In the skyscraper state of Singapore, five million people live in an area smaller than Noosa. Families live in high-rise apartments, and children grow up often having never left the streets of the city.
With so much development and so few open spaces, teaching outdoor education there has always been a challenge.
That is changing. But instead of bushwalking, school children have started embarking on planned city-wide expeditions, navigating their way across the dense urban environment, exploring a combination of city spaces and green spaces that Singapore has cultivated so well.
To learn more about how outdoor education is taught in this dense island metropolis, UniSC recently took a group of Recreation and Outdoor Environmental Studies students on a trip over there to experience the culture firsthand.
Author: Brendon Munge
Associate Lecturer, Recreation and Outdoor Environmental Studies, Program Coordinator, Bachelor of Recreation and Outdoor Environmental Studies, Program Coordinator, Diploma of Outdoor Environmental Studies | School of Education and Tertiary Access
Getting city kids outside
In the 1960s, the Singaporean Government realised it had a problem – children were becoming more disconnected from nature.

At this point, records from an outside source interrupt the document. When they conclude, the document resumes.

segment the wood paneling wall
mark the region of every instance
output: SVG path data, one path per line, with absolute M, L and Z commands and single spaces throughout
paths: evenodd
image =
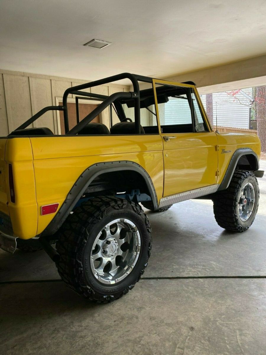
M 62 97 L 66 89 L 88 81 L 0 69 L 0 136 L 10 133 L 43 107 L 56 105 L 56 98 Z M 96 87 L 93 91 L 110 95 L 129 88 L 126 85 L 111 84 Z M 102 113 L 102 119 L 109 127 L 108 109 Z M 47 112 L 33 125 L 48 127 L 57 134 L 56 112 Z

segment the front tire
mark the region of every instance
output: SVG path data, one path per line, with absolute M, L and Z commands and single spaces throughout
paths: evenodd
M 244 232 L 254 222 L 259 207 L 260 191 L 251 171 L 236 170 L 229 187 L 215 194 L 213 199 L 216 222 L 231 232 Z
M 59 275 L 92 301 L 119 298 L 144 272 L 150 255 L 151 232 L 138 204 L 112 196 L 92 198 L 75 209 L 59 234 Z

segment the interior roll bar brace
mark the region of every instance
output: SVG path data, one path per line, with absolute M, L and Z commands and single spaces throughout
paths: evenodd
M 81 91 L 81 90 L 84 89 L 88 89 L 94 86 L 107 84 L 113 81 L 116 81 L 117 80 L 121 80 L 123 79 L 129 79 L 131 80 L 133 86 L 133 92 L 117 92 L 112 94 L 110 96 L 107 96 Z M 122 74 L 113 75 L 107 78 L 96 80 L 94 81 L 92 81 L 89 83 L 86 83 L 85 84 L 81 84 L 80 85 L 69 88 L 68 89 L 67 89 L 64 93 L 63 96 L 62 106 L 47 106 L 46 107 L 45 107 L 37 112 L 37 113 L 34 115 L 32 117 L 21 125 L 15 130 L 17 131 L 18 130 L 24 129 L 31 124 L 36 121 L 44 114 L 47 112 L 47 111 L 58 110 L 63 111 L 64 123 L 66 134 L 76 135 L 94 118 L 95 118 L 103 110 L 111 104 L 116 100 L 120 99 L 133 99 L 135 100 L 135 124 L 136 133 L 140 133 L 141 132 L 140 115 L 140 104 L 139 97 L 139 86 L 138 81 L 151 83 L 153 82 L 153 78 L 149 77 L 143 76 L 142 75 L 131 74 L 130 73 L 122 73 Z M 73 128 L 70 130 L 67 102 L 67 97 L 70 94 L 78 95 L 81 96 L 86 96 L 88 97 L 100 99 L 103 100 L 103 101 L 97 108 L 89 114 Z M 76 102 L 76 105 L 78 104 L 78 102 L 77 101 Z M 77 108 L 76 109 L 77 109 Z

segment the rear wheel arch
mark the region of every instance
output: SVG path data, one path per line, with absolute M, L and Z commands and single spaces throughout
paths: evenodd
M 258 156 L 251 148 L 239 148 L 237 149 L 232 155 L 217 191 L 225 190 L 227 188 L 236 170 L 255 171 L 258 170 L 259 168 Z
M 151 179 L 141 165 L 129 160 L 99 163 L 88 167 L 80 175 L 71 188 L 64 203 L 55 217 L 40 235 L 50 236 L 59 229 L 92 182 L 104 174 L 131 171 L 139 174 L 145 181 L 154 205 L 158 206 L 157 195 Z

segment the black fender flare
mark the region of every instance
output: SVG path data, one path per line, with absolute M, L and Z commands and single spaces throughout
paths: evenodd
M 256 159 L 256 169 L 254 169 L 254 171 L 256 171 L 259 170 L 260 167 L 259 158 L 258 156 L 255 152 L 253 151 L 251 148 L 239 148 L 238 149 L 237 149 L 232 156 L 229 165 L 228 165 L 228 167 L 222 182 L 218 188 L 217 191 L 225 190 L 227 188 L 231 182 L 233 174 L 234 174 L 234 172 L 235 169 L 235 167 L 239 158 L 243 155 L 250 154 L 254 155 Z
M 157 209 L 157 196 L 151 179 L 139 164 L 129 160 L 98 163 L 87 168 L 79 176 L 57 213 L 39 236 L 52 235 L 59 229 L 86 189 L 96 178 L 105 173 L 123 170 L 136 171 L 142 175 L 147 184 L 155 208 Z

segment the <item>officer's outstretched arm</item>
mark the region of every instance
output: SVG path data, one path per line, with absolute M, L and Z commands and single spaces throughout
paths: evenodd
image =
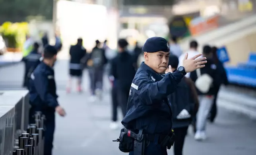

They didn’t go bush walking, they barely swam, and they struggled to climb. Many of them often caught a train to school, entering the grounds via undercover corridors where they remained disconnected from the outside world for virtually the entire journey.
Despite outdoor education being included in the national curriculum for the past eight years – and a governmental push since the 1960s to create a “rugged society” ready to defend itself – schools have been still struggling to teach outdoor skills.
The Government needed to act, so around the time outdoor education was added into the national curriculum, they decided to build high ropes courses and climbing walls at public schools, creatively using existing infrastructure to weave them into already crammed city campuses.
But once students had mastered the challenges, there wasn’t much more room for them to grow.
The Government’s next step was to build specialised outdoor learning centres that students now attend as part of a school camp. Run by the international adventure group Outward Bound, students learn more about teamwork, nature, orientation, and physical education at these camps. It is, in effect, a pathway for them to join the National Service.
And then, when students are ready, they embark on an expedition around Singapore, where they walk, ride, paddle and navigate their way through streets, waterways, urban forests, and cycle paths as they learn about nature and the environment and sustainability principles. Put simply, they explore their urban jungle.
It builds strength, resilience, an understanding of nature, and most importantly for the Singaporean Government - a sense of ruggedness.
Hiking among the skyscrapers
Our group of UniSC students, many of whom will become outdoor education teachers in Australia, learnt about how Singaporean teachers use limited space and resources wisely.
While Australian citizens cannot teach at public schools in Singapore, they can, and do, teach at international schools there.
Our students also saw how the island nation looks to Australia as a blueprint for good outdoor education, knowing that there are many lessons we can learn in return.
As Australia’s capital cities increase in density, Singapore has proven that quality outdoor education can be taught even amid the tightly-packed urban jungles, while retaining academic outcomes.
We can learn from this by encouraging our own teachers to make the most of the resources they have close at hand.
Brendon Munge and UniSC students travelled to Singapore on the Australian Government’s New Colombo Plan Scholarship.